Eight Kiwis have had their passports torn up since 2014. Photo / Mark Mitchell

Terror laws created to block Kiwis leaving to fight for Islamic State have resulted in eight people having New Zealand passports torn up since the new laws were introduced.

The Countering Terrorist Fighters Legislation Act, passed in December 2014, amended three existing laws to bolster New Zealand Security Intelligence Service (SIS) surveillance capacity and to give the Minister of Internal Affairs greater powers to suspend and cancel passports.

Terror and Security expert, Paul Buchanan, told Mike Hosking cancelling peoples' passports doesn't change their ideology.

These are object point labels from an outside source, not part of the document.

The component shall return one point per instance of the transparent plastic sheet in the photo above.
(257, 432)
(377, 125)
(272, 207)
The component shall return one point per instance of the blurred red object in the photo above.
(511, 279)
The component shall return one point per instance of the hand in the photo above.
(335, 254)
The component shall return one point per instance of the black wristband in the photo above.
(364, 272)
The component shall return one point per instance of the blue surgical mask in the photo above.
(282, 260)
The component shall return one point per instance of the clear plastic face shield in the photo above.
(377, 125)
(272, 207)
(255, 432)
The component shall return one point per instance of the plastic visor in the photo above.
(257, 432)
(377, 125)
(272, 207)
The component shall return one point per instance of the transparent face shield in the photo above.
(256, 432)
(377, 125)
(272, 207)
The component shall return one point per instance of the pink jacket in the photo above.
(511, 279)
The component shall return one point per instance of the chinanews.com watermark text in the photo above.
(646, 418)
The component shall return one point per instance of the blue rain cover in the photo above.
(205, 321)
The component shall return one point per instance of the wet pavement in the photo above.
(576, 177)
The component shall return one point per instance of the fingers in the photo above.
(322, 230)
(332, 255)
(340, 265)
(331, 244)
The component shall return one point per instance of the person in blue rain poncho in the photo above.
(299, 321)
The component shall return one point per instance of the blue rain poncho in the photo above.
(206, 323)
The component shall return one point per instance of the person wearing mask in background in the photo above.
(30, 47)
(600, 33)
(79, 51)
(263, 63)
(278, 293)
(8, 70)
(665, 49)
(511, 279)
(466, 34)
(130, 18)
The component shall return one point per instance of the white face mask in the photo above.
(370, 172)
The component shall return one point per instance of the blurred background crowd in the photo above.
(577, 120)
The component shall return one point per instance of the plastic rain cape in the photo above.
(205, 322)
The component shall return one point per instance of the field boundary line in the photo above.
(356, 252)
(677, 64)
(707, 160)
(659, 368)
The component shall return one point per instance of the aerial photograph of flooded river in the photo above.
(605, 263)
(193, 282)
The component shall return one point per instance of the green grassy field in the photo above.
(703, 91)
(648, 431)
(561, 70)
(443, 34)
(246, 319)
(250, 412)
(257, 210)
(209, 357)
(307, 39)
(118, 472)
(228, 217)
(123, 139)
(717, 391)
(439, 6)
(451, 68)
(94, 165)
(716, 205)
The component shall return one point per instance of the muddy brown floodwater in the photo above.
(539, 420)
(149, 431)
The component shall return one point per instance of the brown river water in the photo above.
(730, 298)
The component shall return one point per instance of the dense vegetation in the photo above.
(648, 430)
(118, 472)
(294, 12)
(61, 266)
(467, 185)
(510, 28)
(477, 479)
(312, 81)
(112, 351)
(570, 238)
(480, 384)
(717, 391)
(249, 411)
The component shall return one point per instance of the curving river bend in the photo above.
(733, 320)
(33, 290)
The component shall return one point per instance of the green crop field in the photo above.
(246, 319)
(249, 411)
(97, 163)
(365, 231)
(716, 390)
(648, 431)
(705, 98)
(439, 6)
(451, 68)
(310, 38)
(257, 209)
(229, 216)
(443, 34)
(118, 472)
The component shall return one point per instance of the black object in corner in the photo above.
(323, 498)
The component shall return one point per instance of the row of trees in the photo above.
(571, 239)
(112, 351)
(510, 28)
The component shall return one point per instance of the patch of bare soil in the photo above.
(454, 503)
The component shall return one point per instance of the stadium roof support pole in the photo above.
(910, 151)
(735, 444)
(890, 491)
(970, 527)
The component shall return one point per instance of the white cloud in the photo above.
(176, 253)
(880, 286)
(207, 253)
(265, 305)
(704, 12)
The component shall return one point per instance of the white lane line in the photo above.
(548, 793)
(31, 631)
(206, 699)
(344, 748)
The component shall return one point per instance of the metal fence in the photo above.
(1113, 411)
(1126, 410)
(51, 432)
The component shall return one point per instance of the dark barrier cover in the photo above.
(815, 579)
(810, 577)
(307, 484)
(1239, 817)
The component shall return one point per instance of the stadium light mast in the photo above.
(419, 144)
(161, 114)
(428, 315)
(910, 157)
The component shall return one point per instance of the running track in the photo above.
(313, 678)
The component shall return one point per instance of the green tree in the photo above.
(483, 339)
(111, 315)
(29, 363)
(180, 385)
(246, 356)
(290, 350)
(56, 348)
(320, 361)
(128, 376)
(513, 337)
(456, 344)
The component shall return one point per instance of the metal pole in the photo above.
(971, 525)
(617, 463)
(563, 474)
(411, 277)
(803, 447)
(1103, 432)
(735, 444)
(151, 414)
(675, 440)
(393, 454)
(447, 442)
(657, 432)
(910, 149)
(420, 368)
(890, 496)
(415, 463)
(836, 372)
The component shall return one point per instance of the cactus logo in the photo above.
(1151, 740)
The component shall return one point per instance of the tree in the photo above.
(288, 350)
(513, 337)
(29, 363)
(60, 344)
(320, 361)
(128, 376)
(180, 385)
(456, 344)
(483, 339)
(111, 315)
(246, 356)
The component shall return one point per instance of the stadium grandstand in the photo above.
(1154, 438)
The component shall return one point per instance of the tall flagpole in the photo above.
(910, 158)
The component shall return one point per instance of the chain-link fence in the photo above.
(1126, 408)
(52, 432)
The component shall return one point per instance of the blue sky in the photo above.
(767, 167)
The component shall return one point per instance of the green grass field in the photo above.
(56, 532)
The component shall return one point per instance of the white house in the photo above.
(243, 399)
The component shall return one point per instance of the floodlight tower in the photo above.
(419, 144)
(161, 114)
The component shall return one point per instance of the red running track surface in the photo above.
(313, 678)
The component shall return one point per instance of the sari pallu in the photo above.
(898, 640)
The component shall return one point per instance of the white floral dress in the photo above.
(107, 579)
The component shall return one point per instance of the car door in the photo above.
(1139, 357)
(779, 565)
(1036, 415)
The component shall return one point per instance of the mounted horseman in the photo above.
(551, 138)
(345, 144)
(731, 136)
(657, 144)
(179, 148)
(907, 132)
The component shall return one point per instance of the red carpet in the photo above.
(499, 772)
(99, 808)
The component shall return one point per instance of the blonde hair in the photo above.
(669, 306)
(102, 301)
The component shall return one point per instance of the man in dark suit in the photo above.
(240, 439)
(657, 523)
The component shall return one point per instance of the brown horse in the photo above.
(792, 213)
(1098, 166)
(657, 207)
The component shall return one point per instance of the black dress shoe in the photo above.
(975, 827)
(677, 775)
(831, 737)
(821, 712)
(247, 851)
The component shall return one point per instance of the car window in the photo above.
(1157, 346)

"They committed no crime so they are walking free and I imagine that it's a bit scary to know these eight guys are walking around."

"It's clear they are being monitored but they are walking around the streets of New Zealand and if they are still angry and resentful and bitter, they pose a domestic terrorism threat, that's the scary part of it. On the other hand, they were caught and they are clearly being monitored."

The drastic measures were taken based on information from the SIS that the individuals concerned were a "national security threat".

Over 2015 and 2016, three people had passport applications refused under the terror laws. A further four in the same period had passports cancelled. The eighth person had their passport scrapped last year.

One of the cases involves a Melbourne-based New Zealand woman who had her passport cancelled in May 2016 on national security grounds.

However, the legislation - which is also designed to protect New Zealand from domestic terror attacks - is not understood to have affected New Zealanders who have gone to Syria or Iraq to join the fight against Isis.

"It looks like if you go to fight with the Kurdish forces the authorities will allow you to go," Buchanan said.

"The authorities will stop you if you want to join a designated terrorist entity such as ISIS. If on the other hand, you want to go fight for another group that isn't a designated terrorist entity by the UN or out authorities then you are free to go."

"That distinction is a good one, you're looking closely at the cause and what they are intending to do and they determine, well ISIS is clearly bad so you're not going.